Professional ratings
Review scores
| Source | Rating |
| AllMusic | Star Half star |

==Music video==
The music video for "Something Happened on the Way to Heaven" was directed by Jim Yukich, produced by Paul Flattery, and written by both of them for FYI. A dog is seen napping in a meadow, dreaming of being in a silent film in which it saves a woman tied to a set of railway tracks from being run over by a train. The opening of the song is heard faintly in the distance, coming from the open back door of a concert hall, prompting the dog to wake up and venture inside. Here, Collins and his band are conducting a sound check before performing the song as the dog explores the facility—eating from the band's buffet table, climbing among the catwalks, and sitting briefly at Collins' piano and drum kit. These sequences are intercut with shots from the dog's black-and-white perspective, including a brief dream in which it sits at a formal table laden with food.

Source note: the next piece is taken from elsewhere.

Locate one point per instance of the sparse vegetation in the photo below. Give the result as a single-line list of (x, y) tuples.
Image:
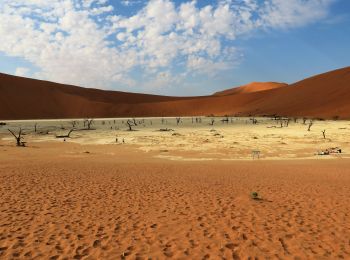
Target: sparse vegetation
[(18, 137)]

At two different moments, the dog relieves itself on stage—first by defecating near backing singer Arnold McCuller, which is only discovered when he steps in the resulting mess, and later by urinating on bassist Leland Sklar's leg. The latter occurs near the end of the song, and the video concludes after Collins smiles and wipes Sklar's shoe with a towel (Sklar did not perform on the actual studio recording; Nathan East is the actual performer).

==Track listings==
- CD maxi
1. "Something Happened on the Way to Heaven" – 4:37
2. "Something Happened on the Way to Heaven" (One World Remix) – 5:38
3. "I Wish It Would Rain Down" (demo) – 5:19

- 7-inch single
4. "Something Happened on the Way to Heaven" (edit) – 4:37
5. "I Wish It Would Rain Down" (demo) – 5:19

- 12-inch maxi
6. "Something Happened on the Way to Heaven" – 4:37
7. "Something Happened on the Way to Heaven" (One World Remix) – 5:38
8. "I Wish It Would Rain Down" (demo) – 5:19

==Credits==
- Phil Collins – vocals, keyboards, drums
- Daryl Stuermer – guitars
- Dominic Miller – guitars
- Nathan East – bass
- The Phenix Horns
  - Don Myrick – saxophone
  - Louis Satterfield – trombone
  - Harry Kim – trumpet
  - Rahmlee Michael Davis – trumpet
- Arranged by Tom Tom 84
- Alex Brown – backing vocals
- Lynne Fiddmont – backing vocals
- Marva King – backing vocals

==Charts==

===Weekly charts===

| Chart (1990) | Peak position |
|---|---|
| Australia (ARIA) | 58 |
| Belgium (Ultratop 50 Flanders) | 8 |
| Canada Top Singles (RPM) | 1 |
| Canada Adult Contemporary (RPM) | 2 |
| Europe (Eurochart Hot 100) | 22 |
| Finland (Suomen virallinen lista) | 7 |
| France (SNEP) | 35 |
| Ireland (IRMA) | 8 |
| Italy Airplay (Music & Media) | 5 |
| Luxembourg (Radio Luxembourg) | 9 |
| Netherlands (Dutch Top 40) | 5 |
| Netherlands (Single Top 100) | 9 |
| Switzerland (Schweizer Hitparade) | 26 |
| UK Singles (Official Charts) | 15 |
| UK Airplay (Music & Media) | 2 |
| US Billboard Hot 100 | 4 |
| US Adult Contemporary (Billboard) | 2 |
| US Mainstream Rock (Billboard) | 34 |
| US Cash Box Top 100 | 3 |
| West Germany (GfK) | 26 |

===Year-end charts===

| Chart (1990) | Position |
|---|---|
| Belgium (Ultratop) | 85 |
| Canada Top Singles (RPM) | 12 |
| Canada Adult Contemporary (RPM) | 13 |
| Netherlands (Dutch Top 40) | 65 |
| US Billboard Hot 100 | 58 |
| US Adult Contemporary (Billboard) | 22 |
| US Cash Box Top 100 | 22 |

==Certifications==

| Region | Certification | Certified units/sales |
| United Kingdom (BPI) Sales since 2011 | Silver | 200,000^{‡} |
^{‡} Sales+streaming figures based on certification alone.

==Release history==

| Region | Date | Format(s) | Label(s) | Ref. |
| United Kingdom | 16 April 1990 | 7-inch vinyl; 12-inch vinyl; CD; cassette; | Virgin |  |
| Australia | 14 May 1990 | WEA |  |
| Japan | 10 August 1990 | Mini-CD |  |

==Deborah Cox version==

In 2003, Canadian singer Deborah Cox recorded an R&B cover of the track, which was included on the Phil Collins tribute compilation Urban Renewal. It peaked at No. 95 on the Billboard Hot 100. A club/house remix was issued as a single, reaching No. 1 on the US Billboard Hot Dance Airplay chart in November 2003, where it remained at the top until February 2004. The track spent 11 weeks at No. 1—10 of them consecutively—making it the first single on the chart to achieve this feat, a record she held until 2009, when Lady Gaga surpassed it with her single "Poker Face", which spent 15 weeks at the top.